Test Directory Structure

tests/
├── unit/test_solo_mode/           # Fast, isolated unit tests
│   ├── test_phase_controller.py
│   ├── test_uncertainty_estimators.py
│   └── test_validation_tracker.py
├── server/test_solo_mode/         # Integration tests with Flask
│   ├── test_solo_mode_api.py
│   └── test_solo_mode_workflow.py
└── selenium/test_solo_mode/       # Browser UI tests
    ├── test_base_solo.py          # Base class with Ollama skip
    └── test_solo_mode_ui.py       # UI interaction tests

Running Tests

# Unit tests (fast, no external deps)
pytest tests/unit/test_solo_mode/ -v

# Workflow tests (uses mocks)
pytest tests/server/test_solo_mode/test_solo_mode_workflow.py -v

# Selenium tests (requires Ollama + Chrome)
pytest tests/selenium/test_solo_mode/ -v

# With custom Ollama endpoint
OLLAMA_HOST=http://my-server:11434 OLLAMA_MODEL=llama3 \
    pytest tests/selenium/test_solo_mode/ -v

Writing Unit Tests

import pytest
from potato.solo_mode import (
    SoloModeManager,
    init_solo_mode_manager,
    clear_solo_mode_manager,
)

class TestMyFeature:
    @pytest.fixture(autouse=True)
    def setup(self, tmp_path):
        """Clear singleton before each test."""
        clear_solo_mode_manager()
        self.state_dir = str(tmp_path / "solo_state")
        yield
        clear_solo_mode_manager()

    def _create_config(self):
        return {
            'solo_mode': {
                'enabled': True,
                'labeling_models': [...],
                'state_dir': self.state_dir,
            },
            'annotation_schemes': [...],
        }

    def test_my_feature(self):
        config = self._create_config()
        manager = init_solo_mode_manager(config)

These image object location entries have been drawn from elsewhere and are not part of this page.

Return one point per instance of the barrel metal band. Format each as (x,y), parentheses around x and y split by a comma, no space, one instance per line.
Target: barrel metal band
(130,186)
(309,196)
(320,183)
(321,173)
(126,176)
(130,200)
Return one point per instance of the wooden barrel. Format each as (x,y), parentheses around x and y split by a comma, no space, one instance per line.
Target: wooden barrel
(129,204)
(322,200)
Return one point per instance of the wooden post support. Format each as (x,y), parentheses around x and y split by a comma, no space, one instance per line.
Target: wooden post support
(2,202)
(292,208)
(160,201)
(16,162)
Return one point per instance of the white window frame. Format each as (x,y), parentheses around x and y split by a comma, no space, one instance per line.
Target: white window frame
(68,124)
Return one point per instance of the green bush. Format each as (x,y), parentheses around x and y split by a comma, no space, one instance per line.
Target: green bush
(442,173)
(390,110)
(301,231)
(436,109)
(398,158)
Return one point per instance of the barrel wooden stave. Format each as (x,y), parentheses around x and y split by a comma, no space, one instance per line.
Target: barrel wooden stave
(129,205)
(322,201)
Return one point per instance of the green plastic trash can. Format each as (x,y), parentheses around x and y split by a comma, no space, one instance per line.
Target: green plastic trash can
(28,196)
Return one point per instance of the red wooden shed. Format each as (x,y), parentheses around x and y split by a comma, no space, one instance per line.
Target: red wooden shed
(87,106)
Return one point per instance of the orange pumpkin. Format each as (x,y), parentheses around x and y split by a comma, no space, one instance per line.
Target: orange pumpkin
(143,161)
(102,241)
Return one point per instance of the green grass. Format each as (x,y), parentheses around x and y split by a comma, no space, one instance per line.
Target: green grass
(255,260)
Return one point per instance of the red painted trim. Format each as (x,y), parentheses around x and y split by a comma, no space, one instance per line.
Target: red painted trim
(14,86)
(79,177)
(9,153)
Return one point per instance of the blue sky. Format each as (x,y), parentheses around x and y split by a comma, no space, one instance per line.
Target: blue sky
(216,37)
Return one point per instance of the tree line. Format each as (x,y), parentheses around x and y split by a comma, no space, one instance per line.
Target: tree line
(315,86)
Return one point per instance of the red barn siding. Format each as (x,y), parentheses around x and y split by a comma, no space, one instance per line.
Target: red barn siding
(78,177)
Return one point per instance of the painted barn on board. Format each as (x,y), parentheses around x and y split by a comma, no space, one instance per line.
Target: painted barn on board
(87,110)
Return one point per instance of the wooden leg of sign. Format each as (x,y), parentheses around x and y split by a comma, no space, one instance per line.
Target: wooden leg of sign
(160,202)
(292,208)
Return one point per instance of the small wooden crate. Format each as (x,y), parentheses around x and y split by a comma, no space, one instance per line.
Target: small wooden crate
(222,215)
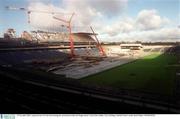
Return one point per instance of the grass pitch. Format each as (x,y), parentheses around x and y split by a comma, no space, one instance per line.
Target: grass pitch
(147,74)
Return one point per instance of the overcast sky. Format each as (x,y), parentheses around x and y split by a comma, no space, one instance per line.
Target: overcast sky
(113,20)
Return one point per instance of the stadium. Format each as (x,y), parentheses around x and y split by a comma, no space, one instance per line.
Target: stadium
(74,72)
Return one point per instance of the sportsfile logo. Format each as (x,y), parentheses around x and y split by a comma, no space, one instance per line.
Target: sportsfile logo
(7,116)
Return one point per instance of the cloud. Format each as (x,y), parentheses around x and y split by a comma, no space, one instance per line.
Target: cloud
(144,21)
(88,12)
(163,34)
(150,19)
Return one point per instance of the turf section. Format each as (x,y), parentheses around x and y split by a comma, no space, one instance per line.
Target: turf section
(147,74)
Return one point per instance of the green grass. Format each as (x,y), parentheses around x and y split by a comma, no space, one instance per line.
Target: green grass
(147,74)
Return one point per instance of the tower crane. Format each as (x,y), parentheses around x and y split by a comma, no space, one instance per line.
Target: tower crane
(68,22)
(101,50)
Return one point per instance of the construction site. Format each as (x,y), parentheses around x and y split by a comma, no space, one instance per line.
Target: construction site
(72,71)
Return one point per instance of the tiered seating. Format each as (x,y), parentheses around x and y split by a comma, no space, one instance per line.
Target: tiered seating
(20,57)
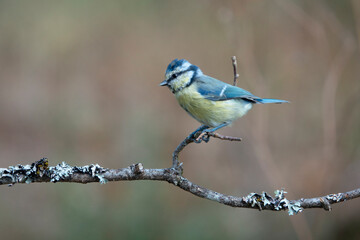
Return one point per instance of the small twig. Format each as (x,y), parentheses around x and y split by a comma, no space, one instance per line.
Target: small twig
(236,75)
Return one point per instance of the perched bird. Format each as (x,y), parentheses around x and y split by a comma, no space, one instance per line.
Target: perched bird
(212,102)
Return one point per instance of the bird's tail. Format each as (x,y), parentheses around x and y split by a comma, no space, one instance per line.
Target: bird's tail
(269,100)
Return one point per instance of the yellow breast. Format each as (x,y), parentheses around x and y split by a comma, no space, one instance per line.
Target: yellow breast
(211,113)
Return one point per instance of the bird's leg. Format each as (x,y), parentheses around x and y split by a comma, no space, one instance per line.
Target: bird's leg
(193,135)
(204,135)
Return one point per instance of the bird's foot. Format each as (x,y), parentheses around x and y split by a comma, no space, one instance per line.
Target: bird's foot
(203,136)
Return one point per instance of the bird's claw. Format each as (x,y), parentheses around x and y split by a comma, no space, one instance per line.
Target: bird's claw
(203,136)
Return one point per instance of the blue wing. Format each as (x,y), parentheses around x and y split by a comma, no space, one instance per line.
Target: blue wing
(216,90)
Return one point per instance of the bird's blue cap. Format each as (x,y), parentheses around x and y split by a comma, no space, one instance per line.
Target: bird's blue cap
(176,63)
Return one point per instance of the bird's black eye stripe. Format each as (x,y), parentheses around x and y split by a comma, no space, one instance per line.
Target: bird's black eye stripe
(175,75)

        result = manager.my_new_method()

        assert result == expected

Writing Selenium Tests

from tests.selenium.test_solo_mode.test_base_solo import BaseSoloModeSeleniumTest
from selenium.webdriver.common.by import By

class TestMyUIFeature(BaseSoloModeSeleniumTest):
    """Tests for my UI feature."""

    def test_button_click(self):
        self.login_user()
        self.navigate_to_solo_annotate()

        # Click button
        btn = self.wait_for_element_clickable(By.ID, "my-button")
        btn.click()

        # Verify result
        result = self.wait_for_element(By.ID, "result")
        assert "expected" in result.text

    def test_keyboard_shortcut(self):
        self.login_user()
        self.navigate_to_solo_annotate()

        # Press key
        self.press_key("1")

        # Verify selection
        selected = self.driver.find_element(By.CSS_SELECTOR, ".selected")
        assert selected is not None

Templates

Templates are in potato/templates/solo/. They extend base_solo.html.

Template Blocks

{% extends "solo/base_solo.html" %}

{% block title %}My Page - Solo Mode{% endblock %}

{% block content %}
<!-- Main content -->
{% endblock %}

{% block stats %}
{{ super() }}  <!-- Include parent stats -->
<!-- Additional stats -->
{% endblock %}

{% block sidebar_extra %}
<!-- Extra sidebar content -->
{% endblock %}

{% block extra_js %}
<script>
// Page-specific JavaScript
</script>
{% endblock %}

Common Patterns

Displaying labels:

{% for label in labels %}
<button class="label-btn" data-label="{{ label }}">{{ label }}</button>
{% endfor %}

Keyboard shortcuts (use loop.index not enumerate):

{% for label in labels[:9] %}
<div>
    <kbd>{{ loop.index }}</kbd> {{ label }}
</div>
{% endfor %}

Conditional content:

{% if llm_prediction %}
<div class="prediction">{{ llm_prediction.label }}</div>
{% endif %}

Common Pitfalls

1. Forgetting Thread Safety

# WRONG - race condition
def get_count(self):
    return len(self.items)

# RIGHT - use lock
def get_count(self):
    with self._lock:
        return len(self.items)

2. Using Wrong Session Key

# WRONG - Solo Mode routes use 'username'
user_id = session.get('user_id')

# RIGHT
user_id = session.get('username', 'anonymous')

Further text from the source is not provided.